Maya aprendeu cedo que observar era mais seguro do que falar.
Enquanto outras crianças preenchiam o espaço com perguntas jogadas ao vento, ela preferia recolhê-las para dentro, desmontá-las com cuidado, uma por uma. Preferia de entender o porquê antes do como. Gostava de olhar. Sempre gostou.
Seu mundo nunca foi barulhento. Não porque fosse vazio, mas porque era organizado demais para o caos. Cada coisa tinha seu lugar: os livros alinhados, os objetos escolhidos com intenção, os pensamentos girando em órbitas silenciosas dentro da cabeça. Maya existia como quem constrói um mapa interno — não para mostrar aos outros, mas para não se perder de si mesma.
Vinda da Suíça, ela cresceu cercada por uma ideia constante de frieza, cautela e precisão. Tudo precisava fazer sentido. Tudo precisava funcionar. Mas ninguém a ensinou como lidar com aquilo que não se mede, não se explica e não obedece a regras simples — sentimentos, por exemplo.
Maya sentia muito. Só não demonstrava.
Ela observava as pessoas com uma curiosidade quase científica: os gestos repetidos, as pausas antes das palavras, o jeito como alguém desviava o olhar ao mentir. Mas não julgava. Apenas registrava. Guardava tudo para ela como se um dia fosse precisar dessas informações para compreender algo maior.
Na escola, era conhecida como a menina quieta dos óculos redondos. A que prestava atenção demais. A que parecia sempre estar pensando em outra coisa. Ninguém percebia que, na verdade, ela estava pensando em tudo.
O silêncio de Maya não vinha da falta de coragem, mas da escolha. Falar significava interromper seus próprios pensamentos, e ela não gostava de perder a gota de atenção que mantinha sua mente organizada. Havia apenas a preocupação em existir dentro da própria cabeça.
Mas conforto não é o mesmo que paz.
Às vezes, à noite, quando o mundo finalmente desacelerava, Maya sentia o peso de tudo o que não dizia. As perguntas que guardava, dúvidas nunca antes tiradas. As emoções que analisava demais até perderem o sentido. Ela se perguntava se observar tanto não era também uma forma de se esconder.
Foi nesse espaço entre observar e viver que Maya começou a se sentir dividida.
Ela queria entender as pessoas, mas não sabia como se aproximar sem analisá-las em pensamentos. Queria se conectar, mas tinha medo de errar o tom, o momento, a palavra. O silêncio, que antes era apenas uma opção pessoal, começava a parecer uma fronteira.
Quando conheceu Kiki, tudo ficou diferente. Mais...confortável.
Kiki não exigia palavras. Não pressionava. Apenas existia — doce, presente, imperfeita. Maya percebeu que, ao lado dela, não precisava estar sempre analisando. Podia apenas existir. Ainda observava, claro, mas com menos defesa.

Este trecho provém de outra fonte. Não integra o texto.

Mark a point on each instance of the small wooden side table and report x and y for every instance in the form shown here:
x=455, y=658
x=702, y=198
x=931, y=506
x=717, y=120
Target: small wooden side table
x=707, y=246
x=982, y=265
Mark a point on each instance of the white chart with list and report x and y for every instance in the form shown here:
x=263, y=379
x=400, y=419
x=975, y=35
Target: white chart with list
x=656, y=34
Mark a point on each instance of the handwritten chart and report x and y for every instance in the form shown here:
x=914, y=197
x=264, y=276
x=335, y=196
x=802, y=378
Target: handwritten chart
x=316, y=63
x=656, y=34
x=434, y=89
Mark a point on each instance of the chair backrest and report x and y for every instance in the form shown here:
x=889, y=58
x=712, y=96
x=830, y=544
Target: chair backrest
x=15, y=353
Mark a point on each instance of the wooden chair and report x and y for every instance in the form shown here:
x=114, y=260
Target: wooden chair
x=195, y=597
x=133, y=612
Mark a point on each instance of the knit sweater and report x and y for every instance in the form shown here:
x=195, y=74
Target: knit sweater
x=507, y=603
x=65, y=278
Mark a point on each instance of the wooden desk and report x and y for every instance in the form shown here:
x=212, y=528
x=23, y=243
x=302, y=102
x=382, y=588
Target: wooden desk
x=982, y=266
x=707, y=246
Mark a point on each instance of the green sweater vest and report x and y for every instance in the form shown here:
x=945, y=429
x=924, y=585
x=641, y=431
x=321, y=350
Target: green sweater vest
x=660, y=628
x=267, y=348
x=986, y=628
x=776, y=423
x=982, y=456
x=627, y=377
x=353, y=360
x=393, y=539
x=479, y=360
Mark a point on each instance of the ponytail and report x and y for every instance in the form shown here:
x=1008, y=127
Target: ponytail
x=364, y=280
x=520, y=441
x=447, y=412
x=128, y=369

Mesmo assim, Maya continuava sendo cautelosa e dando atenção às menores situações. Continuava a perceber detalhes mínimos. A notar mudanças de humor antes que alguém admita. A enxergar rachaduras invisíveis.
Maya sempre teve uma maneira cuidadosa de existir: viver com os olhos sempre abertos, mesmo quando a boca permanece fechada. Uma forma importante para se reinventar.
Maya não é distante. Ela apenas sente primeiro por dentro. Precisa entender antes de tocar. Precisa observar antes de se expressar. Seu silêncio não é ausência — é só uma defesa e cautela antes de se expressar a alguém .
Maya aprenderá que nem tudo precisa ser compreendido para ser vivido. Que algumas conexões não seguem lógica. Que errar também faz parte de existir.
Mas, neste começo, Maya ainda está aqui:
de óculos redondos, olhar curioso, pensamentos em camadas,
tentando decifrar o mundo, tentando existir da maneira que ela mais se sente confortável. Que não inclua se isolar por completo e se manter fechada com informações e perguntas com sentimentos reprimidos. —
enquanto o mundo, silenciosamente, tenta tornar esse cuidado e atenção, em conforto.